I have the following dataframe:
dataframe1
+-----------------------+
|ID |
+-----------------------+
|[10,80,60,] |
|[20,40,] |
+-----------------------+
And another dataframe:
dataframe2
+------------------+----------------+
|ID_2 | name |
+------------------+----------------+
|40 | XYZZ |
|200 | vbb |
+------------------+----------------+
I want the following output:
+------------------+----------------+
|ID_2 | name |
+------------------+----------------+
|40 | XYZZ |
+------------------+----------------+
I'm using the following code to select from the second dataframe rows witch ID_2 == ID.

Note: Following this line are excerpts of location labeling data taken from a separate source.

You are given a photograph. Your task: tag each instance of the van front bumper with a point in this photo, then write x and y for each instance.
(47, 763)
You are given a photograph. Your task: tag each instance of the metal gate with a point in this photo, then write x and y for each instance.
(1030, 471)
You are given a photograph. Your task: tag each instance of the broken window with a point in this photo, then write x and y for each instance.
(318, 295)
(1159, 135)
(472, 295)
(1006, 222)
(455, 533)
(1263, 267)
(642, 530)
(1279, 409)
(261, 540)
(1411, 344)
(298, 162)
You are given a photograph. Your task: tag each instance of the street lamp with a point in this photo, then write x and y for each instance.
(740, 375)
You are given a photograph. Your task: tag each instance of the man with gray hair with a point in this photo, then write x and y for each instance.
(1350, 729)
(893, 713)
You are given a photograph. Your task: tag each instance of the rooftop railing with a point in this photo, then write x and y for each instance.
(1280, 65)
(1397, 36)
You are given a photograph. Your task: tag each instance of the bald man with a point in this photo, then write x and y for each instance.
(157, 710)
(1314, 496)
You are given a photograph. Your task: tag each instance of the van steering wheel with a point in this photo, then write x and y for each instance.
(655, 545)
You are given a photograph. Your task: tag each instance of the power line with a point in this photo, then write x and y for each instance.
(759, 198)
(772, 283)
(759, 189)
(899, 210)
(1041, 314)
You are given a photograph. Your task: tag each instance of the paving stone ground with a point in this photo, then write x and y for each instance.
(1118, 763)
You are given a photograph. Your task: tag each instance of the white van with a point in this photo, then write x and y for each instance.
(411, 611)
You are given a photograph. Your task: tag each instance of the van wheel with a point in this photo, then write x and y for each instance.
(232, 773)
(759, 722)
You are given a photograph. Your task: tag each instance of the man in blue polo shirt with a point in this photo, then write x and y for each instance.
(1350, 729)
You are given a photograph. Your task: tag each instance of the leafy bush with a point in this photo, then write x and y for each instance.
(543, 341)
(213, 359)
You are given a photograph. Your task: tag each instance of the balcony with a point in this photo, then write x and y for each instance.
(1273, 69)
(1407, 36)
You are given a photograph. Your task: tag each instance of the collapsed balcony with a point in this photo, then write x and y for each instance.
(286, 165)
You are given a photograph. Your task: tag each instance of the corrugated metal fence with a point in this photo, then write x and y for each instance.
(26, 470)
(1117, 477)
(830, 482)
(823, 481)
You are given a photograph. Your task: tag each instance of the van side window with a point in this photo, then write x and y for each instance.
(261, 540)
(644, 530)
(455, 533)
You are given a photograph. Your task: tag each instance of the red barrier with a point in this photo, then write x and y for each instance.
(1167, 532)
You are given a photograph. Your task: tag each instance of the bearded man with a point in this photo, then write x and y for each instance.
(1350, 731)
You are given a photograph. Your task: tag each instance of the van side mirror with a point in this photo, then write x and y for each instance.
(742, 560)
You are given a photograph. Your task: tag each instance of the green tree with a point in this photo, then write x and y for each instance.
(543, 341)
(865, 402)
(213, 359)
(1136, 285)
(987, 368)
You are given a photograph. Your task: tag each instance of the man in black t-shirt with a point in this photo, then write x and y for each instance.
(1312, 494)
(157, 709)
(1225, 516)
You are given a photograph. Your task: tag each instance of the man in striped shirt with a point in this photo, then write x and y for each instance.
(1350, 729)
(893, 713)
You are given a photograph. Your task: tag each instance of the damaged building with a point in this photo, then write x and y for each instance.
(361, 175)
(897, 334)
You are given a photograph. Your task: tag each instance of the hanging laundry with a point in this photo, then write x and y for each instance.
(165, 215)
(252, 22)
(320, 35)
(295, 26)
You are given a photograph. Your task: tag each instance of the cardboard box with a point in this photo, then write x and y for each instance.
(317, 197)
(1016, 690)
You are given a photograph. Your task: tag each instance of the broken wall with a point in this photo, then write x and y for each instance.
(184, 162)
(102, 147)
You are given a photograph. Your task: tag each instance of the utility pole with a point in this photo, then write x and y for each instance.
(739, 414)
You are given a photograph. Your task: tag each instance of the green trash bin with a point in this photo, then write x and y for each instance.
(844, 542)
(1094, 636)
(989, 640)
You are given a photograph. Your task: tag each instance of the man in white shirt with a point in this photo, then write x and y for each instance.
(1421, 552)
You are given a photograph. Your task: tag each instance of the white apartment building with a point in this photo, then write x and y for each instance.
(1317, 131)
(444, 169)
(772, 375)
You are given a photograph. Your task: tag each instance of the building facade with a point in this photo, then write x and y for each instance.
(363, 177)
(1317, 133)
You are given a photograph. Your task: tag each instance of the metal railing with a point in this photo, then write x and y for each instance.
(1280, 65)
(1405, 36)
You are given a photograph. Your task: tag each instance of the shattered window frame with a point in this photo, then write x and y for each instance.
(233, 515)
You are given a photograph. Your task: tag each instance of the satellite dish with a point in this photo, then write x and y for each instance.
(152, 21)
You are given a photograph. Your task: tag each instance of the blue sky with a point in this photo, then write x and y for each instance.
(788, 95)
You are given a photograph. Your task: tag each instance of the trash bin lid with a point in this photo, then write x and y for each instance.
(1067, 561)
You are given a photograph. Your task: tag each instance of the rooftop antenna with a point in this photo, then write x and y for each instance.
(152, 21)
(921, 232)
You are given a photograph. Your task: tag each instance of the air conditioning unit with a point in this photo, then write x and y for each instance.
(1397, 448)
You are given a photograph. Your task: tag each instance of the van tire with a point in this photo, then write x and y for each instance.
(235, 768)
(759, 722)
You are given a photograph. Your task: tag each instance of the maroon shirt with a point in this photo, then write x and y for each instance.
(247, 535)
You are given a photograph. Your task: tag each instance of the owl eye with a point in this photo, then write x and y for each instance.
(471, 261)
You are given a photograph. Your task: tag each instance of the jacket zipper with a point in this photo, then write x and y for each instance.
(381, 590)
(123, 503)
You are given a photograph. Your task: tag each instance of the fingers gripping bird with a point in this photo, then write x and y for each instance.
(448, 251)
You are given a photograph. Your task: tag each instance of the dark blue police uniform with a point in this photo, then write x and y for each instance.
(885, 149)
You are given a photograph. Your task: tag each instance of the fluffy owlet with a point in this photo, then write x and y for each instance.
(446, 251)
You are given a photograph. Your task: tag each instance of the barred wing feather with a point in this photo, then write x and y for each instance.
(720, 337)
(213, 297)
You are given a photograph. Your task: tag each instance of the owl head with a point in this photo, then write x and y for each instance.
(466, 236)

for (java.util.Iterator<Row> iter = dataframe1.toLocalIterator(); iter.hasNext();) {
String item = (iter.next()).get(0).toString();
dataframe2.registerTempTable("data2");
Dataset<Row> res = sparkSession.sql("select * from data2 where ID_2 IN ("+item+")");
res.show();
}
But I get the following exception :
Exception in thread "main" org.apache.spark.sql.catalyst.parser.ParseException:
mismatched input 'from' expecting <EOF>(line 1, pos 9)
== SQL ==
select * from data2 where ID_2 IN ([10,80,60,])
---------^^^
at org.apache.spark.sql.catalyst.parser.ParseException.withCommand(ParseDriver.scala:241)
at org.apache.spark.sql.catalyst.parser.AbstractSqlParser.parse(ParseDriver.scala:117)
at org.apache.spark.sql.execution.SparkSqlParser.parse(SparkSqlParser.scala:48)
at org.apache.spark.sql.catalyst.parser.AbstractSqlParser.parsePlan(ParseDriver.scala:69)
at org.apache.spark.sql.SparkSession.sql(SparkSession.scala:642)
at factory.Geofencing_Alert.check(Geofencing_Alert.java:84)
at factory.Geofencing_Alert.main(Geofencing_Alert.java:158)
How can I fix this?
...get(0).toString()try...get(0).mkString(",").